Sliding Window Maximum hard

Problem Statement

You are given an array of integers nums and an integer k. You are asked to find the maximum value within every sliding window of size k as the window slides from left to right across the array. Return the array of maximum values for each window.

Example 1:

Input: nums = [1,3,-1,-3,5,3,6,7], k = 3 Output: [3,3,5,5,6,7] Explanation: Window position Max

[1 3 -1] -3 5 3 6 7 3 1 [3 -1 -3] 5 3 6 7 3 1 3 [-1 -3 5] 3 6 7 5 1 3 -1 [-3 5 3] 6 7 5 1 3 -1 -3 [5 3 6] 7 6 1 3 -1 -3 5 [3 6 7] 7

Example 2:

Input: nums = [1], k = 1 Output: [1]

Steps to Solve:

1. Handle edge cases: If the input array is empty or k is greater than or equal to the array's length, return an empty array. If k is 1, return the input array.

2. Use a Deque: Employ a deque (double-ended queue) to store indices of elements. This deque will maintain indices of the potentially maximum elements within the current window in decreasing order.

3. Sliding Window: Iterate through the array.

4. Deque Maintenance: For each element:

   • Remove elements from the rear of the deque whose indices are outside the current window.
   • Remove elements from the front of the deque that are smaller than the current element. This ensures that the deque only contains indices of elements that are potentially maximums.
   • Add the current element's index to the rear of the deque.

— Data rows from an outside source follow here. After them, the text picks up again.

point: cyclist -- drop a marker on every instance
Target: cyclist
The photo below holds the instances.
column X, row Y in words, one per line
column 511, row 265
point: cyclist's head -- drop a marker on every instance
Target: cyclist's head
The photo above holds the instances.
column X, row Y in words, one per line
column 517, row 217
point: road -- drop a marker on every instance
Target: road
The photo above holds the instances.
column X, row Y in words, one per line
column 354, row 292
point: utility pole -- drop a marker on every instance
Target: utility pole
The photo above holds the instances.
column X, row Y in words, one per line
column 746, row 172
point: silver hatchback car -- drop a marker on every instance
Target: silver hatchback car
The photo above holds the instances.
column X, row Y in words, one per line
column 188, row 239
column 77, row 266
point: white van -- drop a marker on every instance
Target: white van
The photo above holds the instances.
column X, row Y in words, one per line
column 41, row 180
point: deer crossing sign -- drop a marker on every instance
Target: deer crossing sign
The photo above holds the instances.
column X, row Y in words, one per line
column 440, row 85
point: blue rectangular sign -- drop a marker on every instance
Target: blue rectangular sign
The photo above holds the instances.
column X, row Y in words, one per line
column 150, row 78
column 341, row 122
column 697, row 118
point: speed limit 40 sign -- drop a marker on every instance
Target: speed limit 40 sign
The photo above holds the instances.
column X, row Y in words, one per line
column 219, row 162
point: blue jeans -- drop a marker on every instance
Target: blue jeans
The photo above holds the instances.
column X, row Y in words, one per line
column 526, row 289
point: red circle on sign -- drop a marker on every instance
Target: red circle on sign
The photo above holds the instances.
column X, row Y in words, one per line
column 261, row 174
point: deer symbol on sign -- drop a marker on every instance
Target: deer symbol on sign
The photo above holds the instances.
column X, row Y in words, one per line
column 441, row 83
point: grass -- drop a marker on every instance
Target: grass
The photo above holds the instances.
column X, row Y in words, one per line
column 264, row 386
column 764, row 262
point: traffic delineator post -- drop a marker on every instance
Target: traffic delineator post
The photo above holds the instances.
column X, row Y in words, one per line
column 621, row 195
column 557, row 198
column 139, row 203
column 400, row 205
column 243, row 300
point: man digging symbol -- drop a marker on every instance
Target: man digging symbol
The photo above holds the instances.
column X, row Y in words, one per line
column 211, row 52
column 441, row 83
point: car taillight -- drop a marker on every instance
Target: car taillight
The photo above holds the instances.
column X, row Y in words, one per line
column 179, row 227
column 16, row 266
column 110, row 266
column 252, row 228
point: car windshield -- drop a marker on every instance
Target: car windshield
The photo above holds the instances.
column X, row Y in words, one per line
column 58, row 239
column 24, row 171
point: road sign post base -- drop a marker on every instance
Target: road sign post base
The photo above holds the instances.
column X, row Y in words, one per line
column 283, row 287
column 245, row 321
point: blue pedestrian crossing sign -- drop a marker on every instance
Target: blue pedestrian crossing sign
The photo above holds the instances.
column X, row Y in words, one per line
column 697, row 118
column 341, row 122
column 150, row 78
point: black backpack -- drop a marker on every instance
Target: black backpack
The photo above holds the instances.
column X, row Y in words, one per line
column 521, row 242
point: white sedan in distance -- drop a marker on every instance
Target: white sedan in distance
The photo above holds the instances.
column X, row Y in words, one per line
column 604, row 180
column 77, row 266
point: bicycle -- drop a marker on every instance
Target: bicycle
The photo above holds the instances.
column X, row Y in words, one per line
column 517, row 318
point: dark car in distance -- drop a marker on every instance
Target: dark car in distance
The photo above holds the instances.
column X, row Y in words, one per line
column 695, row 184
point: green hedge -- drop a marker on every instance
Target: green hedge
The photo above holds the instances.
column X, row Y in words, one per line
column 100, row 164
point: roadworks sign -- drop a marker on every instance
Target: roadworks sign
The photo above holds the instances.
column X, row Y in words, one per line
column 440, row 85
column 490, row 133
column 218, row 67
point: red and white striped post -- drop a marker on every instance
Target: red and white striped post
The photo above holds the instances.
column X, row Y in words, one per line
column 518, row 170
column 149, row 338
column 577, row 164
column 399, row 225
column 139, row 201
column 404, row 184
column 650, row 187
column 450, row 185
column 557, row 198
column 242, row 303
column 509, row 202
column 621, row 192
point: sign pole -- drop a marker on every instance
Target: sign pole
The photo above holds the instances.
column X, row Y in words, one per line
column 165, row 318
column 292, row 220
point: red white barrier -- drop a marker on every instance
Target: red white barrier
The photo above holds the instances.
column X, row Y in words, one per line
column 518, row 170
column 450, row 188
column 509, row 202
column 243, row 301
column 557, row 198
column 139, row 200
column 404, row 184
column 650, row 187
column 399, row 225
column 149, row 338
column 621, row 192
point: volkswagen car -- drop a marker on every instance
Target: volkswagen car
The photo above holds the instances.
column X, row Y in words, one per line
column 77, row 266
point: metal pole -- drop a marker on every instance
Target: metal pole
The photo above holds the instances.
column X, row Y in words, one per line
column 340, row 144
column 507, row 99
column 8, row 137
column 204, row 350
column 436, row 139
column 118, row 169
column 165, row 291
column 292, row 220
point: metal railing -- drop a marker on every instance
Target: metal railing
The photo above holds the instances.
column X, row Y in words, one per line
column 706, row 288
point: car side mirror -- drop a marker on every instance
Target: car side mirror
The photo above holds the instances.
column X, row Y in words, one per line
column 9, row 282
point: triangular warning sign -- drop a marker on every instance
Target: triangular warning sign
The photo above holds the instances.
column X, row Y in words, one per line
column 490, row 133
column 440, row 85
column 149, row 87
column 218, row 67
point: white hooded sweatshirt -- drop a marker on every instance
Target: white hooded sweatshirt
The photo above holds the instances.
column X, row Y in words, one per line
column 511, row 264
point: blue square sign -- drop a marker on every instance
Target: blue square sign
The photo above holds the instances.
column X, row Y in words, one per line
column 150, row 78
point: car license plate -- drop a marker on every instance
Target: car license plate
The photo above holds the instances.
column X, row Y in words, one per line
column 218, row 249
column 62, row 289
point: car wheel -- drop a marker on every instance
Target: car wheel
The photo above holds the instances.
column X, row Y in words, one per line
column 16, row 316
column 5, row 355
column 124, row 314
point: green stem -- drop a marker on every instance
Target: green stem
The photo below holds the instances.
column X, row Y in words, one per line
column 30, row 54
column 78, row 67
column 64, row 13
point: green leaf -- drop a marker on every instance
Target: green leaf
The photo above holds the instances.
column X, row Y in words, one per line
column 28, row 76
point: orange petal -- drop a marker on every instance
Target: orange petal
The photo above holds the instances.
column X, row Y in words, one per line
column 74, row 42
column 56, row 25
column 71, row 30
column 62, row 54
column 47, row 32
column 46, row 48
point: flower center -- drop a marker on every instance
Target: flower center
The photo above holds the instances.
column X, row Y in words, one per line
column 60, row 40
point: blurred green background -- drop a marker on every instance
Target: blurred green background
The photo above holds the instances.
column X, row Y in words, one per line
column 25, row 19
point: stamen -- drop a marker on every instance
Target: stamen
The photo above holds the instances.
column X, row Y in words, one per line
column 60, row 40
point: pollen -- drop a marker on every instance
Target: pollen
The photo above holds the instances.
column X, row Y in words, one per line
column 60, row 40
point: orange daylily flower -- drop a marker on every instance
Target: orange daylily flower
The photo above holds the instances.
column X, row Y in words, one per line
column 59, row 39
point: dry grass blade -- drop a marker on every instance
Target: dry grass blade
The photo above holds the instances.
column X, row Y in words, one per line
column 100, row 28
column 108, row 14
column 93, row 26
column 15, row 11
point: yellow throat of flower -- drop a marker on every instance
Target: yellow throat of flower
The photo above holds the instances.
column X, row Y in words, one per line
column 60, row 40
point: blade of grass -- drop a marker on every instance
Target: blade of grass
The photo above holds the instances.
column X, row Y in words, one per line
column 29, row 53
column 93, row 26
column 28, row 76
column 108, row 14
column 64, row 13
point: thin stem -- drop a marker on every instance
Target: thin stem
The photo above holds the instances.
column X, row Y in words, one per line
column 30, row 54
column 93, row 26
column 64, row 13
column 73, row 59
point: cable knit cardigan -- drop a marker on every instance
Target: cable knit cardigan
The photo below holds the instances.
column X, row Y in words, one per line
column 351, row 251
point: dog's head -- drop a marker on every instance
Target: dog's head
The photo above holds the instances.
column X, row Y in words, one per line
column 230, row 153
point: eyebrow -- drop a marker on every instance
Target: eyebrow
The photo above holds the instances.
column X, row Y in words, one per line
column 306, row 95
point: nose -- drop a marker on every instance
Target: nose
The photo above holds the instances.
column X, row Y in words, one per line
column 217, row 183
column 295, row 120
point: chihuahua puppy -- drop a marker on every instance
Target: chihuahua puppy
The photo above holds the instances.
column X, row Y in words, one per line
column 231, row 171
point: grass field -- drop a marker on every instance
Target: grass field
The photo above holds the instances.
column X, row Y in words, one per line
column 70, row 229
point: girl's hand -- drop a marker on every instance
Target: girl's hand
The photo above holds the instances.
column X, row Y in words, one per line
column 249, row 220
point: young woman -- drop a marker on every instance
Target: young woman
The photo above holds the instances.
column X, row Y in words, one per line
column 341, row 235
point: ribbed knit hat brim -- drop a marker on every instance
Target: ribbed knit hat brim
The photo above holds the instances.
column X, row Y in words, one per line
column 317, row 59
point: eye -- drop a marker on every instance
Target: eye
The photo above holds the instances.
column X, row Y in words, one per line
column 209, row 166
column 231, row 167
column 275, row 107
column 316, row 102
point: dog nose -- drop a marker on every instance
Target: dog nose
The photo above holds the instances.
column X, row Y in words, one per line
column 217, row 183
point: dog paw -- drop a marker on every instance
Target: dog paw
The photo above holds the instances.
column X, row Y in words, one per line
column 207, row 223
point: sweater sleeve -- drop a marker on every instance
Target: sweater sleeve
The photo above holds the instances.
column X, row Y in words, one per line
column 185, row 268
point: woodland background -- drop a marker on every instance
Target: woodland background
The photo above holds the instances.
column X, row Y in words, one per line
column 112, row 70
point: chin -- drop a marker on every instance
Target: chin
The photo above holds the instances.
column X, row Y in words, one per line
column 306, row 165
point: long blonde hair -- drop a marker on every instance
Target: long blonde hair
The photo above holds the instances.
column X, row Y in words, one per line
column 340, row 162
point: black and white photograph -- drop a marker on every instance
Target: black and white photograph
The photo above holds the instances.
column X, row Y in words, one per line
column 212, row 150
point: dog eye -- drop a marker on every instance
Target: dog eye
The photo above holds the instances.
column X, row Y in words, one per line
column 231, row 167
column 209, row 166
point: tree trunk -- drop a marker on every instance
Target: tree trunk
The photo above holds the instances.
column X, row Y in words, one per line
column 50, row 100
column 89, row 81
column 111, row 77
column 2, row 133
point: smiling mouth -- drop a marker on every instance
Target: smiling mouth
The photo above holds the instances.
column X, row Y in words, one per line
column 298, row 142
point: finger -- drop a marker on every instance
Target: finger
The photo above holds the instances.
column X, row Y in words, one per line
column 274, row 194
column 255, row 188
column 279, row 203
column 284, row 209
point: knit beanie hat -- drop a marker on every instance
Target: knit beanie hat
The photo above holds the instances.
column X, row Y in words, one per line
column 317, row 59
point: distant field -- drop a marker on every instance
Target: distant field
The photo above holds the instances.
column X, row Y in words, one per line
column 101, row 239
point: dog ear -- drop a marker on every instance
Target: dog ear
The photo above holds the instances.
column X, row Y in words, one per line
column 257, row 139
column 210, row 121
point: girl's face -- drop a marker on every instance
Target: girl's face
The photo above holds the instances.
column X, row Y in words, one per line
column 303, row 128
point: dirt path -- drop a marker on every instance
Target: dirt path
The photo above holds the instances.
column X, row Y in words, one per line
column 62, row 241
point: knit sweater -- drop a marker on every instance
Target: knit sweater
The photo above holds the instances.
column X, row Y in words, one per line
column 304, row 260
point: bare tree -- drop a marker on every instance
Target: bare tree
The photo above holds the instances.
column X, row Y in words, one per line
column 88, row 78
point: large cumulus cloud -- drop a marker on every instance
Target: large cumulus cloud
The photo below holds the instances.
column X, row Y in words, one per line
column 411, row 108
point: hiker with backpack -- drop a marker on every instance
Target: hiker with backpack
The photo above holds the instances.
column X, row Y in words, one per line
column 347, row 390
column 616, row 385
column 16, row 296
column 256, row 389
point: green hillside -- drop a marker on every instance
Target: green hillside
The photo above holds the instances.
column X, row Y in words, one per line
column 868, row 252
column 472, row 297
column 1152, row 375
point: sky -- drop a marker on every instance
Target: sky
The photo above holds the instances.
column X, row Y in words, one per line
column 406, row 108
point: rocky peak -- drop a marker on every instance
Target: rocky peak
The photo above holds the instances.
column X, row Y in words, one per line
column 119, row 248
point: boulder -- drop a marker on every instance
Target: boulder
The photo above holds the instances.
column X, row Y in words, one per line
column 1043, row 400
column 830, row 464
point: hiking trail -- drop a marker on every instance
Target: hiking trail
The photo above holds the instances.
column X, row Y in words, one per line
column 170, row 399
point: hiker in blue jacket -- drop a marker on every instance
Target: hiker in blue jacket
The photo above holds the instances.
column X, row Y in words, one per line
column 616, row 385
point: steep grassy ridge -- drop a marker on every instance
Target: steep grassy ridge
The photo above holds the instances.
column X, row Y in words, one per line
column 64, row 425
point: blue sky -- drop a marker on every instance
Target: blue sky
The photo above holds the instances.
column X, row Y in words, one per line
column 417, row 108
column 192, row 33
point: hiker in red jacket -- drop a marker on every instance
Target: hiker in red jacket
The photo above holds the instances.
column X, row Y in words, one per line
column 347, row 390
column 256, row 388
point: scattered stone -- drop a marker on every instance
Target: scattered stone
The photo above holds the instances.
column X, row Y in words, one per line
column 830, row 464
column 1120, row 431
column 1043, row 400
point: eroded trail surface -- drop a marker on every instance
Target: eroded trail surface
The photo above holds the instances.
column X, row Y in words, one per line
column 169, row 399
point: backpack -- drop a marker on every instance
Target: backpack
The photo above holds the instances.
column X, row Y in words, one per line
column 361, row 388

5. Result: The element at the front of the deque always represents the maximum value within the current window. Add this maximum to the result array.

Explanation:

The deque maintains a strictly decreasing order of elements. This ensures that the largest element within the window is always at the front. By removing smaller elements from the front and elements outside the window from the rear, we efficiently track the maximum element within the sliding window.

Code (TypeScript):

function maxSlidingWindow(nums: number[], k: number): number[] {
    if (nums.length === 0 || k >= nums.length) return [];
    if (k === 1) return nums;

    const result: number[] = [];
    const deque: number[] = []; // Deque to store indices

    for (let i = 0; i < nums.length; i++) {
        // Remove elements outside the window from the rear
        while (deque.length > 0 && deque[0] <= i - k) {
            deque.shift();
        }

        // Remove smaller elements from the front
        while (deque.length > 0 && nums[deque[deque.length - 1]] < nums[i]) {
            deque.pop();
        }

        // Add current element's index to the rear
        deque.push(i);

        // Add maximum to result if window is full
        if (i >= k - 1) {
            result.push(nums[deque[0]]);
        }
    }

    return result;
}

Complexity:

• Time Complexity: O(N), where N is the length of the input array. Each element is processed at most twice (once added to the deque and once removed).
• Space Complexity: O(k), where k is the size of the window. The deque's size is at most k.